Index funds are particularly well-suited for long-term investors, as their periods of volatility are often offset by extended stretches of positive returns. This makes them an excellent choice for retirement savings. You can easily hold index funds within tax-advantaged accounts like a Tax-Free Savings Account (TFSA) or a Registered Retirement Savings Plan (RRSP) in Canada. The best index funds in Canada tend to have low Management Expense Ratios (MERs) and no trading commissions. They track established markets and typically boast a strong history of consistent, positive returns.
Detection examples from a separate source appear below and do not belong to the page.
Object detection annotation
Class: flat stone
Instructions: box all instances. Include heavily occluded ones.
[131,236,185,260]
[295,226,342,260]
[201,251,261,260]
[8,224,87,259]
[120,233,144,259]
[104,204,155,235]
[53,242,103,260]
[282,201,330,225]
You can invest month after month and ignore short-term ups and downs, confident that you’ll share in the market’s long-term growth and build your nest egg. Passive investment means investment is done by the fund manager in the same securities as are there in the underlying index and in the same proportion too without changing the composition of the portfolio.
What is an Index Fund?
Index funds are investment vehicles designed to replicate the performance of a specific market index, such as the S&P/TSX Capped Composite in Canada or the S&P 500 in the United States. These funds typically hold the same securities as the index they track, providing broad market exposure and aiming to mirror the index’s returns. Research different funds to understand their performance history, management fees, and the indexes they track. Consider diversifying your portfolio by investing in several index funds.
What is the Best Index Fund?
- QQC: Invesco NASDAQ 100 Index ETF
- VFV: Vanguard S&P 500 Index ETF
- XIU: iShares S&P/TSX 60 Index ETF
The Best S&P/TSX 60 Index Fund
iShares S&P/TSX 60 Index ETF (XIU) seeks to provide long-term capital growth by replicating, to the extent possible, the performance of the S&P/TSX 60 Index. Under normal market conditions, the ETF will primarily invest in Canadian equity securities. The Index is comprised of 60 of the largest (by market capitalization) and most liquid (as determined by the index provider) constituents of the S&P/TSX Composite Index. Sectors are intended to mirror sector weights of the S&P/TSX Composite Index.
- Started trading in 1990, making it the first ETF in the world
- Exposure to large, established Canadian companies
- One of the largest and most liquid ETFs in Canada
The Best S&P 500 Index Fund
Vanguard S&P 500 Index ETF (VFV) seeks to track the performance of a broad U.S. equity index that measures the investment return of large-capitalization U.S. stocks. Currently, this Vanguard ETF seeks to track the S&P 500 Index. It invests directly or indirectly primarily in stocks of U.S. companies.
- Employs a passively managed, full-replicated index strategy to provide exposure of large U.S. companies
- Uses efficient, cost-effective index management techniques
The Best NASDAQ 100 Index Fund
Invesco NASDAQ 100 Index ETF CAD Units (QQC) invests primarily in equity securities of companies listed on The Nasdaq Stock Market LLC and currently holds securities of Invesco QQQ Trust (QQQ) and/or Invesco NASDAQ 100 ETF (QQQM) in order to replicate the Nasdaq–100 Index. The index consists of the 100 largest non-financial companies listed on The Nasdaq Stock Market LLC based on market capitalization.
- Want capital growth over the long term
- Want exposure to U.S. equities
- Own, or plan to own, other types of investments to diversify their holdings
- Are comfortable with medium to high-risk
Conclusion
Index funds provide broad market exposure and diversification across various sectors and asset classes according to their underlying index. If you’re seeking a low-cost investment that provides exposure to top companies in the Canadian economy while minimizing risk, index funds could be a great choice. Adding index funds to your investment strategy can strengthen the safety of a diversified portfolio, thanks to their broad market coverage and cost-efficient structure.